BACKGROUND: Youth with disabilities are at risk for decreased participation in community activities. However, little is known about participation at different developmental periods of childhood and adolescence among youth with spina bifida (SB) or whether child, family, and SB-associated factors influence participation.
QUESTIONS/PURPOSES: Our cross-sectional study examined participation among youth with SB and assessed how participation differs between youth ages 2–5, 6–12, and 13–18; how participation relates to child (gender) and family (caregiver marital status, education, and employment) characteristics; and how participation relates to SB-related factors (motor level, hydrocephalus, ambulation, medical issues, and bladder/bowel needs).
PATIENTS AND METHODS: Sixty-three youth ages 2–18 years and/or their caregivers completed age-appropriate measures of participation for youth with disabilities.

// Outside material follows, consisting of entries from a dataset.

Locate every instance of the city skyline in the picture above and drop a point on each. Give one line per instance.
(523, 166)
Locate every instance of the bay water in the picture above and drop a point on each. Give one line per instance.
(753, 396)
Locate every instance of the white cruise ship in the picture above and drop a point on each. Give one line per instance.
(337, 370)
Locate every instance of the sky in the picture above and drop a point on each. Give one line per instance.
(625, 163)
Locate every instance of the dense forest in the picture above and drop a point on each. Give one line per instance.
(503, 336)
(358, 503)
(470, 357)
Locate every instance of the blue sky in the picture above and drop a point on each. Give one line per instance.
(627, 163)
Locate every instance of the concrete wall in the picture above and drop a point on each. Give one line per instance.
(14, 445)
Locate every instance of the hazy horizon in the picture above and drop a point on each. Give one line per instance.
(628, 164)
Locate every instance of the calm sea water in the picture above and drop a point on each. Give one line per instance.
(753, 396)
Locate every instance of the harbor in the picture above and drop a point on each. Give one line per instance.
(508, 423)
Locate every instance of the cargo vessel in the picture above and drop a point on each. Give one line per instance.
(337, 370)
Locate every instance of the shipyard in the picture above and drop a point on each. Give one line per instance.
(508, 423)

The patients had an average age of 9.52 years (SD = 5.22), 83% had a shunt, 34% had a motor level of L2 or higher, and 66% L3 or lower.
RESULTS: A comparison of youth ages 2–5 (n = 19), 6–12 (n = 21), and 13–18 (n = 23) revealed older youth participated less in recreational, physical, and skill-based activities. Caregiver employment facilitated participation in social activities. Youth who did not have a shunt participated more often in physical and skill-based activities. Youth without recent major medical issues participated more often in physical and social activities. More caregivers reported bladder and bowel needs as barriers to participation for youth ages 6–12 than those ages 2–5 or 13–18.
CONCLUSIONS: Participation of youth with SB varies by age and across child and caregiver factors and should be understood in a developmental and situational context.